"Prokuratura chce prowadzić śledztwo smoleńskie do końca świata, bo..."

"Prokuratura chce prowadzić śledztwo smoleńskie do końca świata, bo..."

Dodano:   /  Zmieniono: 
Janusz Wojciechowski (fot. DAMIAN BURZYKOWSKI / Newspix.pl) Źródło: Newspix.pl
"Prok. Ireneusz Szeląg będzie już na emeryturze, a śledztwo smoleńskie będzie trwało, bo ono dla prokuratury wojskowej jest jak tlen" - pisze na blogu eurodeputowany PiS Janusz Wojciechowski.
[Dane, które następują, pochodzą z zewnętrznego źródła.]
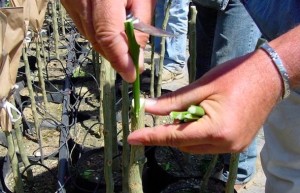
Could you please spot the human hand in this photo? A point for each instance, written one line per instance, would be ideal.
(237, 97)
(102, 23)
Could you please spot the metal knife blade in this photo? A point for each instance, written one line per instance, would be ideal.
(146, 28)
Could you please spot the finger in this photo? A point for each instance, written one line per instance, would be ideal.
(108, 23)
(175, 135)
(177, 100)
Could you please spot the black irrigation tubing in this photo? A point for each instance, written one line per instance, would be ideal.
(87, 132)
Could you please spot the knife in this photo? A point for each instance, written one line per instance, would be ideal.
(146, 28)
Wojciechowski zwraca uwagę, że przy 90 tysięcy żołnierzach służących w armii mamy aż 5 tysięcy żandarmów wojskowych i 157 prokuratorów. "Gdyby te proporcje przenieść na cały kraj, musielibyśmy mieć w Polsce siedemdziesiąt tysięcy prokuratorów i ze dwa miliony policjantów" - zauważa z przekąsem polityk. Następnie wylicza, że jeden prokurator wojskowy statystycznie tylko raz na kwartał pisze akt oskarżenia i prowadzi dwadzieścia spraw rocznie.
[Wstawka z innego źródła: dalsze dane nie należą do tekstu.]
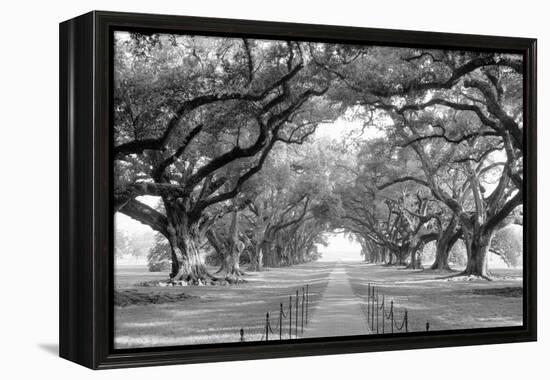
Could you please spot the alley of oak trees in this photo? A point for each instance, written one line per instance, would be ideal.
(222, 131)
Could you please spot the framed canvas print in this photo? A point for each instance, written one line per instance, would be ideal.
(237, 189)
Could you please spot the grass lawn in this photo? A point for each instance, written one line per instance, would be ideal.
(446, 303)
(212, 314)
"Straszliwie umęczeni muszą być ci prokuratorzy wojskowi. Umęczeni nudą. Ileż czasu można pić kawę i spoglądać z kąta w kąt. No i ta niepewność, że ktoś w końcu zada to pytanie - na cholerę nam półtorej setki prokuratorów wojskowych, skoro wojska prawie już nie ma? I nagle Smoleńsk nadał istnieniu prokuratury wojskowej nowy sens..." - tłumaczy następnie Wojciechowski. "Czy można się dziwić, ze oni chcą to śledztwo prowadzić do końca świata, a może i dzień dłużej?" - pyta.